I am encountering the following problem, when uploading a Pandas DataFrame to a partitioned table:
API: BigQuery
OS: macOS High Sierra 10.13.6
Python: 3.5.7
Packages:
google-api-core==1.11.0
google-api-python-client==1.7.8
google-auth==1.6.3
google-auth-httplib2==0.0.3
google-cloud==0.34.0
google-cloud-bigquery==1.12.1
google-cloud-core==1.0.0
google-cloud-dataproc==0.3.1
google-cloud-datastore==1.8.0
google-cloud-storage==1.16.0
google-resumable-media==0.3.2
googleapis-common-protos==1.5.10
parquet==1.2
Create a table on BigQuery with the following fields:
import pandas as pd
from google.cloud import bigquery
PROJECT = "my-project"
DATASET = "my_dataset"
TABLE = "my_table"
# My table schema
schema = [
bigquery.SchemaField("foo", "FLOAT", mode="REQUIRED"),
bigquery.SchemaField("bar", "INTEGER", mode="REQUIRED"),
]
# Set everything up
client = bigquery.Client(PROJECT)
dataset_ref = client.dataset(DATASET)
table_ref = dataset_ref.table(TABLE)
# Delete the table if exists
print("Deleting table if exists...")
client.delete_table(table_ref, not_found_ok=True)
# Create the table
print("Creating table...")
table = bigquery.Table(table_ref, schema=schema)
table.time_partitioning = bigquery.TimePartitioning(
type_=bigquery.TimePartitioningType.DAY
)
table = client.create_table(table, exists_ok=True)
print("Table schema:")
print(table.schema)
print("Table partitioning:")
print(table.time_partitioning)
# Upload data to partition
table_partition = TABLE + "$20190522"
table_ref = dataset_ref.table(table_partition)
df = pd.DataFrame({"foo": [1, 2, 3], "bar": [2.0, 3.0, 4.0]})
client.load_table_from_dataframe(df, table_ref).result()

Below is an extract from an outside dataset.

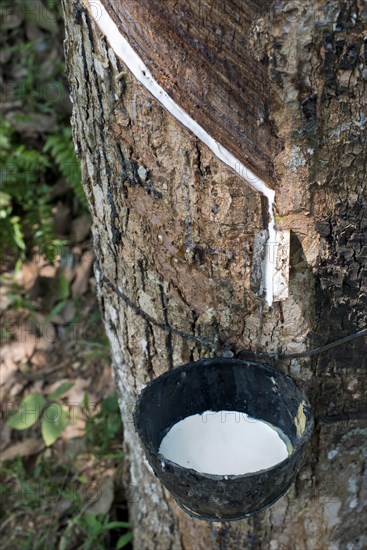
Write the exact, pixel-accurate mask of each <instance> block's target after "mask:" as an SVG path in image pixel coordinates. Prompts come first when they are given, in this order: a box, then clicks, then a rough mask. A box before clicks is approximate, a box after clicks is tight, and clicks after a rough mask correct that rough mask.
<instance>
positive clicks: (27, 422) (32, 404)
mask: <svg viewBox="0 0 367 550" xmlns="http://www.w3.org/2000/svg"><path fill="white" fill-rule="evenodd" d="M45 404H46V400H45V399H44V398H43V397H42V395H41V394H40V393H31V394H30V395H27V397H25V398H24V399H23V401H22V402H21V403H20V405H19V410H18V411H17V412H16V413H14V414H12V415H11V417H10V418H9V420H8V421H7V425H8V426H9V427H10V428H14V429H15V430H26V429H27V428H30V427H31V426H33V424H35V423H36V422H37V420H38V419H39V417H40V414H41V412H42V410H43V408H44V406H45Z"/></svg>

Deleting table if exists...
Creating table...
Table schema:
[SchemaField('foo', 'FLOAT', 'REQUIRED', None, ()), SchemaField('bar', 'INTEGER', 'REQUIRED', None, ())]
Table partitioning:
TimePartitioning(type=DAY)
Traceback (most recent call last):
File "<my-project>/bigquery_failure.py", line 49, in <module>
client.load_table_from_dataframe(df, table_ref).result()
File "<my-env>/lib/python3.5/site-packages/google/cloud/bigquery/job.py", line 732, in result
return super(_AsyncJob, self).result(timeout=timeout)

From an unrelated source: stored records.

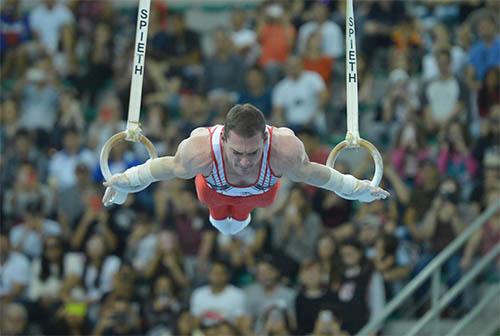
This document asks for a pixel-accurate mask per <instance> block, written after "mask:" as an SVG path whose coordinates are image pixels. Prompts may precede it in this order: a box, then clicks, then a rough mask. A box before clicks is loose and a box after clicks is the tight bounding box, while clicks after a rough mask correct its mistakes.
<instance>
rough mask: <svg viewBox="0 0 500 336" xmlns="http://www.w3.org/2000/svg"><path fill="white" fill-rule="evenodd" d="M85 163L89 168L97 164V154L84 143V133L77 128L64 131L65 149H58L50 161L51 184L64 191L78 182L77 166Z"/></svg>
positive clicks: (63, 147) (90, 167)
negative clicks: (65, 189) (75, 168)
mask: <svg viewBox="0 0 500 336" xmlns="http://www.w3.org/2000/svg"><path fill="white" fill-rule="evenodd" d="M80 162H83V163H85V164H86V165H87V166H88V167H89V169H91V170H92V169H93V168H94V167H95V165H96V162H97V160H96V156H95V155H94V154H93V153H92V152H91V151H90V150H89V149H87V148H86V146H84V145H82V134H81V133H80V132H79V131H78V130H76V129H71V128H70V129H68V130H66V131H65V133H64V138H63V149H61V150H59V151H57V152H56V153H55V154H54V155H53V156H52V157H51V158H50V162H49V185H51V186H54V187H55V188H56V189H57V190H59V191H62V190H63V189H65V188H68V187H71V186H73V185H75V184H76V175H75V167H76V166H77V164H78V163H80Z"/></svg>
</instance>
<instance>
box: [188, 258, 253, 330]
mask: <svg viewBox="0 0 500 336" xmlns="http://www.w3.org/2000/svg"><path fill="white" fill-rule="evenodd" d="M229 272H230V271H229V265H227V264H226V263H224V262H221V261H214V262H213V263H212V267H211V269H210V273H209V274H208V280H209V284H208V285H206V286H202V287H199V288H197V289H195V290H194V291H193V294H191V299H190V307H191V314H193V316H195V317H197V318H199V319H200V320H203V319H204V316H206V315H207V314H210V313H216V314H218V315H219V316H220V317H221V318H222V319H224V320H226V321H229V322H232V323H234V322H236V321H237V319H238V318H241V317H242V316H243V315H244V314H245V295H244V292H243V290H241V289H239V288H237V287H235V286H233V285H230V284H229V278H230V273H229Z"/></svg>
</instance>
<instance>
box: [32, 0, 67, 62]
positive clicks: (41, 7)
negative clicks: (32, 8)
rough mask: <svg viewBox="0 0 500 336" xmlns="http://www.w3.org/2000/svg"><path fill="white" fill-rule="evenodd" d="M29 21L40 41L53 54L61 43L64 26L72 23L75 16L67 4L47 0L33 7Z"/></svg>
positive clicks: (47, 49)
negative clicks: (34, 7) (61, 30)
mask: <svg viewBox="0 0 500 336" xmlns="http://www.w3.org/2000/svg"><path fill="white" fill-rule="evenodd" d="M29 22H30V27H31V29H32V30H33V32H34V33H35V36H36V37H37V38H38V40H39V42H41V44H42V45H43V46H44V47H45V49H46V51H47V52H48V53H50V54H53V53H55V51H56V50H57V47H58V45H59V39H60V37H61V30H62V28H63V27H64V26H65V25H68V24H72V23H73V22H74V18H73V14H72V13H71V11H70V10H69V9H68V7H66V5H65V4H63V3H60V2H58V1H56V0H45V1H43V2H42V3H40V4H39V5H38V6H36V7H35V8H33V10H32V11H31V13H30V16H29Z"/></svg>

File "<my-env>/lib/python3.5/site-packages/google/api_core/future/polling.py", line 127, in result
raise self._exception
google.api_core.exceptions.BadRequest:
400 Provided Schema does not match Table my-project:my_dataset.my_table$20190522.
Field bar has changed mode from REQUIRED to NULLABLE
Process finished with exit code 1
@tswast ISTM that Client.load_table_from_dataframe is generating a schema with NULLABLE mode, which isn't compatible with the original table's schema, presumably in the process of calling Client.load_table_from_file with the generated parquet file.

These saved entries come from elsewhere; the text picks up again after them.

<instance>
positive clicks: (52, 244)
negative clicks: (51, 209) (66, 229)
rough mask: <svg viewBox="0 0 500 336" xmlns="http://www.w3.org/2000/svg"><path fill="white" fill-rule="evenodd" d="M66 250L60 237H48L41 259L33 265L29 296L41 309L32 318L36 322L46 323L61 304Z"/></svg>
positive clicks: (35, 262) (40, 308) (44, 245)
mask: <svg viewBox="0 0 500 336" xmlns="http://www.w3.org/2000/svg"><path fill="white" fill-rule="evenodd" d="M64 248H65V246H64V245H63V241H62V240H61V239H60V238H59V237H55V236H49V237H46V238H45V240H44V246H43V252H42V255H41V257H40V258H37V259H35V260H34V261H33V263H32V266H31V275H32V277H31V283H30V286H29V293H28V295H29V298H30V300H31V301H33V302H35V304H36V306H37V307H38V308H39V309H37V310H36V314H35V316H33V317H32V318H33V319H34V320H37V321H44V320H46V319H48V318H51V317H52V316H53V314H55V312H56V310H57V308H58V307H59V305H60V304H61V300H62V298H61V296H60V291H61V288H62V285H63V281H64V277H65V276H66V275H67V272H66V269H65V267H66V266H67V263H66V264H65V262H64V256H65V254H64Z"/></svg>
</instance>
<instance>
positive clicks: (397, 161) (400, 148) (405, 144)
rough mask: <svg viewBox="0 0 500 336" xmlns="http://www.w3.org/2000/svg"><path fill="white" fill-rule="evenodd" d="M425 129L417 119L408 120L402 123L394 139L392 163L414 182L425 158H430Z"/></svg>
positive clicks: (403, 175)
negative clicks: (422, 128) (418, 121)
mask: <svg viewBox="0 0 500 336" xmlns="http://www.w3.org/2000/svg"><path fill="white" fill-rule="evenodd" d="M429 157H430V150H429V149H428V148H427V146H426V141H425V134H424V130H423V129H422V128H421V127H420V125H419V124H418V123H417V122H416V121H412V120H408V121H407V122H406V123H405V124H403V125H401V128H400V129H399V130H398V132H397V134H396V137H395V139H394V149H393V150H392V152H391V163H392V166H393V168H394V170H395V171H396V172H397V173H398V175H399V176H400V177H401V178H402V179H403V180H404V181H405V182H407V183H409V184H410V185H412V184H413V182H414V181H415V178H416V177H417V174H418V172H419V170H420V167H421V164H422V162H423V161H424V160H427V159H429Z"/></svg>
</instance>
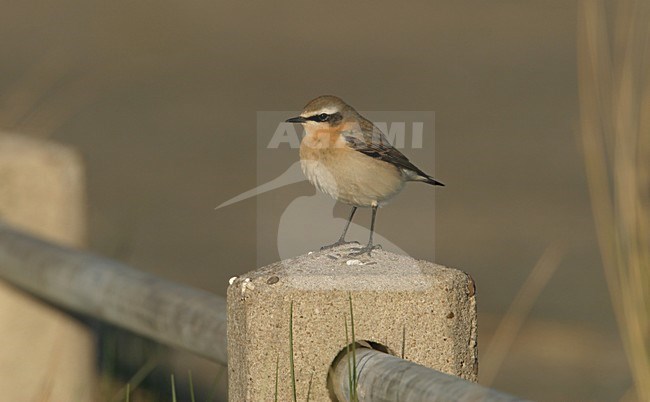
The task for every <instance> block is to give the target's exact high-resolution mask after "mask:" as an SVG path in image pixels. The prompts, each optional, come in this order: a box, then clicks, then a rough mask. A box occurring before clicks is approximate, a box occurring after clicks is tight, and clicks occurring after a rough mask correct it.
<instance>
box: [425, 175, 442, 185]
mask: <svg viewBox="0 0 650 402" xmlns="http://www.w3.org/2000/svg"><path fill="white" fill-rule="evenodd" d="M422 181H423V182H425V183H427V184H431V185H432V186H443V187H444V186H445V184H444V183H441V182H439V181H438V180H436V179H434V178H433V177H431V176H427V177H425V178H423V180H422Z"/></svg>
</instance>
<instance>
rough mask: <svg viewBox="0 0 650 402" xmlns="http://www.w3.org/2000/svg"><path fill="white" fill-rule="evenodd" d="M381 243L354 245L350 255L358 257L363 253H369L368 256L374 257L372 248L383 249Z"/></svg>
mask: <svg viewBox="0 0 650 402" xmlns="http://www.w3.org/2000/svg"><path fill="white" fill-rule="evenodd" d="M381 249H382V247H381V244H374V245H373V244H368V245H366V246H365V247H354V248H353V249H352V252H351V253H350V254H348V255H349V256H350V257H356V256H359V255H363V254H368V256H370V257H372V254H371V253H372V250H381Z"/></svg>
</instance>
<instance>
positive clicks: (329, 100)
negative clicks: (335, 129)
mask: <svg viewBox="0 0 650 402" xmlns="http://www.w3.org/2000/svg"><path fill="white" fill-rule="evenodd" d="M356 116H357V112H356V111H355V110H354V108H352V106H350V105H348V104H347V103H345V102H343V100H342V99H341V98H338V97H336V96H332V95H323V96H319V97H318V98H316V99H314V100H312V101H310V102H309V103H308V104H307V105H306V106H305V107H304V109H303V111H302V113H300V116H298V117H292V118H291V119H288V120H287V123H300V124H304V125H305V126H307V127H310V128H315V129H318V128H327V127H334V126H338V125H339V124H341V122H343V121H344V120H352V119H354V118H355V117H356Z"/></svg>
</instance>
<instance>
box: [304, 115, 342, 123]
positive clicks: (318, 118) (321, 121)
mask: <svg viewBox="0 0 650 402" xmlns="http://www.w3.org/2000/svg"><path fill="white" fill-rule="evenodd" d="M306 120H311V121H315V122H317V123H324V122H326V121H329V122H337V121H340V120H341V113H338V112H337V113H333V114H327V113H319V114H315V115H313V116H309V117H307V118H306Z"/></svg>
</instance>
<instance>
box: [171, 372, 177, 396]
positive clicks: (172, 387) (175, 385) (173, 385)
mask: <svg viewBox="0 0 650 402" xmlns="http://www.w3.org/2000/svg"><path fill="white" fill-rule="evenodd" d="M172 401H173V402H177V401H176V384H175V383H174V375H173V374H172Z"/></svg>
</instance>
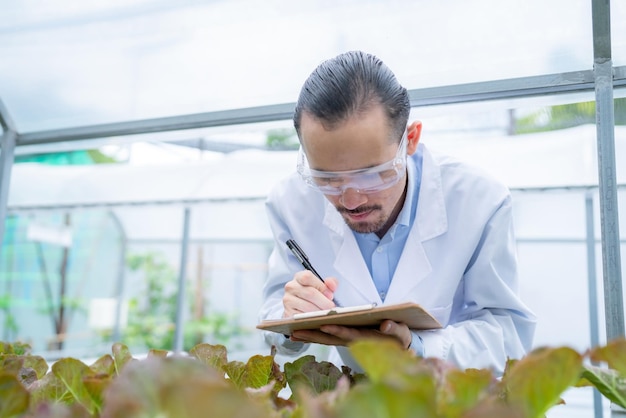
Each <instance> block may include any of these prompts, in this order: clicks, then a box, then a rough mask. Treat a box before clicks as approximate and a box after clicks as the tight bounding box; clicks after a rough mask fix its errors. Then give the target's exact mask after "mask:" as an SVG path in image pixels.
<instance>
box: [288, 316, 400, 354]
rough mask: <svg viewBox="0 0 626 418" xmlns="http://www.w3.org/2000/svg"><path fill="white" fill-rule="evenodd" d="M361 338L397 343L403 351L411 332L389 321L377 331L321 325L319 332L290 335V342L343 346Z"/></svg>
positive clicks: (313, 331)
mask: <svg viewBox="0 0 626 418" xmlns="http://www.w3.org/2000/svg"><path fill="white" fill-rule="evenodd" d="M363 338H381V339H382V338H384V339H392V340H395V341H397V342H398V344H400V346H401V347H402V348H404V349H408V348H409V346H410V345H411V338H412V336H411V331H410V330H409V327H408V326H407V325H406V324H402V323H398V322H394V321H391V320H389V319H388V320H386V321H383V322H382V323H381V324H380V327H379V328H378V329H367V328H350V327H344V326H340V325H322V327H321V328H320V330H319V331H315V330H299V331H294V332H293V334H292V335H291V340H292V341H303V342H311V343H317V344H325V345H341V346H345V345H348V344H349V343H351V342H352V341H356V340H359V339H363Z"/></svg>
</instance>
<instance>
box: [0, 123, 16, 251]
mask: <svg viewBox="0 0 626 418" xmlns="http://www.w3.org/2000/svg"><path fill="white" fill-rule="evenodd" d="M16 137H17V134H16V133H15V131H12V130H7V131H5V132H4V133H3V134H2V150H1V151H0V259H1V257H2V243H3V241H4V228H5V225H6V219H7V204H8V201H9V186H10V185H11V169H12V168H13V157H14V152H15V140H16Z"/></svg>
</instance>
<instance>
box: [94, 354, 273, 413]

Hmm, looks like this one is related to #7370.
I think BigQuery is probably auto-detecting the column as nullable since it's a parquet file. I don't think parquet has the option of required types.
@timocb Does this error still occur when you supply a schema manually to the load job? e.g.
job_config = bigquery.LoadJobConfig(schema=schema)
load_job = Config.CLIENT.load_table_from_dataframe(
df, table_ref, job_config=job_config
)
load_job.result()
@tswast Using your suggestion of passing the schema using the job_config, I get the following error:
google.api_core.exceptions.BadRequest: 400 Error while reading data, error message:
Provided schema is not compatible with the file 'prod-scotty-e26a7c4b-827d-4d3e-bb1f-002c27becd42'.
Field 'bar' is specified as REQUIRED in provided schema which does not match NULLABLE as specified in the file.
It seems like what @tseaver is saying is correct. Parquet specifies the fields as NULLABLE, but the schema we provide to the job specifies them as REQUIRED.
@timocb Thanks for reporting. As far as I can tell, there's no way to mark a column as REQUIRED in a parquet file, so I've raised this as a backend feature request at https://issuetracker.google.com/133415569 feel free to "star" it to watch for updates.
Turns out Parquet does have the ability to mark columns as required, but there's an open issue in Arrow to support it. https://issues.apache.org/jira/browse/ARROW-5169
Hi @tswast, does #8105 fix this issue?
@timocb #8105 gets us a step closer, but I need to follow-up and populate the requiredness bit in the parquet file based on the BQ schema.